Despite the pace gap, the Suzuka weekend was the most complete Cadillac has produced since its first race in Melbourne. Both cars started and finished, energy deployment issues that had plagued qualifying were resolved for race day, and the team described the overall operation as « much cleaner » compared to the chaos of its first two events. Bottas, who started on the hard tyre in a contrarian strategy call, acknowledged the gamble did not fully pay off — the Safety Car deployed too late for his pit stop timing — but highlighted the volume of learning the team extracted.
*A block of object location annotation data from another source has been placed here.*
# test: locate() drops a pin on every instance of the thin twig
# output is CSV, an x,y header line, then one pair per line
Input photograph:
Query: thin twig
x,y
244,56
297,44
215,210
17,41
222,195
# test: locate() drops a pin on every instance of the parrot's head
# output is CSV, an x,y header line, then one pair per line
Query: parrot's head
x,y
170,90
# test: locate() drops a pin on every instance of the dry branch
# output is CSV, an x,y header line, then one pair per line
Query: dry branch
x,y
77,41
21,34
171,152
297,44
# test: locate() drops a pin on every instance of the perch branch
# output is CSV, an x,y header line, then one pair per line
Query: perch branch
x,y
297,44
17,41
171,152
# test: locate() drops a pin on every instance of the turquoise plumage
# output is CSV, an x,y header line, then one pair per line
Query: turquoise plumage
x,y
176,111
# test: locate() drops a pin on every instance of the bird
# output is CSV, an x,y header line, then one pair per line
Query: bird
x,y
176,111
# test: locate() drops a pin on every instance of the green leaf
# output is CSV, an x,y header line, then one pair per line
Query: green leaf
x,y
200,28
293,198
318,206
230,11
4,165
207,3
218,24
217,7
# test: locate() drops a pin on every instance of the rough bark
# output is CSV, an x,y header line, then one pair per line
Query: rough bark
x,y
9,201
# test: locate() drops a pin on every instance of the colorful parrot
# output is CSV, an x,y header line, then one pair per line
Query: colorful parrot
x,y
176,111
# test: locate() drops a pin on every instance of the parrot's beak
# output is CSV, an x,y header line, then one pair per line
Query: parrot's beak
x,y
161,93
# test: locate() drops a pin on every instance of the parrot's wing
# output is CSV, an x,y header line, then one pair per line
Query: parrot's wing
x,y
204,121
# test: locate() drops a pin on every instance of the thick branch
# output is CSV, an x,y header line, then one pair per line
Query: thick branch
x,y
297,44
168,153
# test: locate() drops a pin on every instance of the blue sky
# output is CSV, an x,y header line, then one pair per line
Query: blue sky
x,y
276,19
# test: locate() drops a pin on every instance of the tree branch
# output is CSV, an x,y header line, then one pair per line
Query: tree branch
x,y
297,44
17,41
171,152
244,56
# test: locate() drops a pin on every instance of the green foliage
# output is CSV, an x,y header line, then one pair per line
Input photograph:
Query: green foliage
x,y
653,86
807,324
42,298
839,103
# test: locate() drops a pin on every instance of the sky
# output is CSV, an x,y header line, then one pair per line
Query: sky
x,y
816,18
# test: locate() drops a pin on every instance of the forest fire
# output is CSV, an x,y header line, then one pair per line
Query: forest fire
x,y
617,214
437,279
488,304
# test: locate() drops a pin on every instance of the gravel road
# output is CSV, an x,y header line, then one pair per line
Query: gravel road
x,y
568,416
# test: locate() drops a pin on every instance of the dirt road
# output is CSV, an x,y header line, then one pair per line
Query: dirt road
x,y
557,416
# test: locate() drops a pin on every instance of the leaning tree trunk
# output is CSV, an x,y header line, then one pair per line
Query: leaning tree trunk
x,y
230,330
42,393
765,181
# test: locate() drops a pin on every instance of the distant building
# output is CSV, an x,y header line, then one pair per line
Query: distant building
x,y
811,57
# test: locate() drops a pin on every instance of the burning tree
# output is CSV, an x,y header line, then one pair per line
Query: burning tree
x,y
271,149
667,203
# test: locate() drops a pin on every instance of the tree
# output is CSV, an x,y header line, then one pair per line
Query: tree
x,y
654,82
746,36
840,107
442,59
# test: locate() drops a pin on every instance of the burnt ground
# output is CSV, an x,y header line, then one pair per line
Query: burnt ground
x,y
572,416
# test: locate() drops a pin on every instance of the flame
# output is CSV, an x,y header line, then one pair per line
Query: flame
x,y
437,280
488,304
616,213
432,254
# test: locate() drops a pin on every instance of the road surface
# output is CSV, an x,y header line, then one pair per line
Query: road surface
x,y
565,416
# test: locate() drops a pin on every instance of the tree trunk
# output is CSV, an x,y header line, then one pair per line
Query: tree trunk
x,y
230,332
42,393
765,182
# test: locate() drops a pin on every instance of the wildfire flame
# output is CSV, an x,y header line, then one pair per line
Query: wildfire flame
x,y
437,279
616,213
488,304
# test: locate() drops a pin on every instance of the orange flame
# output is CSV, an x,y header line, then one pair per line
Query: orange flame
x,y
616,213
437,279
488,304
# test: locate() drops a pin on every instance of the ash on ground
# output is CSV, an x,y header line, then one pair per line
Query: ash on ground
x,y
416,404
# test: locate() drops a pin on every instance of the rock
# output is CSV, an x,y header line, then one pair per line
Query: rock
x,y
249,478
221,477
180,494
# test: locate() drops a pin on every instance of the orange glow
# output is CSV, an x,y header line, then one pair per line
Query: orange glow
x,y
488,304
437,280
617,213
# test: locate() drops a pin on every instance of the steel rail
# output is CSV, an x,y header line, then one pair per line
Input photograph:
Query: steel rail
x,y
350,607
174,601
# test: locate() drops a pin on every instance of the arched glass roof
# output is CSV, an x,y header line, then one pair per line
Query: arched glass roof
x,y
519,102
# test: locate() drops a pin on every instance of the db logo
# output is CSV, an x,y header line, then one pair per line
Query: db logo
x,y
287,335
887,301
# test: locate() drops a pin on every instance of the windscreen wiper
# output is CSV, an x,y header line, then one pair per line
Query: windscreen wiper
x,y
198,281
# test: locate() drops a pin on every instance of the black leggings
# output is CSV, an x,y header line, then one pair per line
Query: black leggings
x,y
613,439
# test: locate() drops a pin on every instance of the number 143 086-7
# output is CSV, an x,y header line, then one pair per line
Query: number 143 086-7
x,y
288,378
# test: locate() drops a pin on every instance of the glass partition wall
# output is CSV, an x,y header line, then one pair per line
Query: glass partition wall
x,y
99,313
📈 Cadillac’s Progression — Race by Race
Australia Mixed results, reliability issues, learning phase — neither car finished cleanly
China First double car finish — despite early contact between Perez and Albon in FP1
Japan Best performance yet — back-to-back double finishes, Perez on lead lap for first time, revised aero upgrade introduced
Miami Major upgrade package planned — first home Grand Prix, « biggest test of the season » per Perez

« We’ve made a lot of progress in a short space of time. We were clearly faster than Aston Martin and our pace is getting stronger. The mood is good as we fully focus on preparations for our first home Grand Prix in Miami. »

— Sergio Perez, Cadillac F1

What the Upgrade Needs to Deliver

Team principal Graeme Lowdon confirmed that a development package is on the way for Miami, building on the revised aerodynamic pieces already introduced in Japan. The scope of what is needed is significant. The gap between Cadillac and the Williams–Alpine tier is not a minor aerodynamic tweak — it is structural performance that will require sustained development over several rounds to close. The Miami upgrade will be an important marker of how quickly the team’s multiple development facilities — spread across Fishers (Indiana), Silverstone, Charlotte (North Carolina), and Germany — can work in concert.

🔑 What Cadillac Still Needs
  • Approximately 1 second per lap of performance to enter the midfield battle
  • More consistent energy deployment across qualifying and race conditions
  • Downforce — Perez flagged « we need load » as a key development direction
  • Operational refinement as a new team whose staff have not worked together long
  • GM’s own power unit still years away (target: 2029) — Ferrari PU remains the current route

Perez also flagged a longer-term target: scoring Cadillac’s first championship points before the summer break in 2026. It is an ambitious bar — Haas, the most recent new entry in 2016, scored points in its debut race. But Haas inherited an established chassis design from Ferrari. Cadillac is building from scratch, with a customer power unit, in a year of maximum regulatory disruption. The fact that it is already outpacing Aston Martin, a team with far more resources and infrastructure, is a data point worth noting.

Miami: Where It Gets Serious

The stakes at Miami are elevated beyond performance. It is the first of Cadillac’s three home races on the 2026 calendar, and the one most loaded with expectation from General Motors’ American fanbase. The team launched at the Super Bowl. Its approval was a political battle that dragged on for years. Miami is where the project needs to show it is not just surviving Formula 1 — but beginning, however tentatively, to compete in it.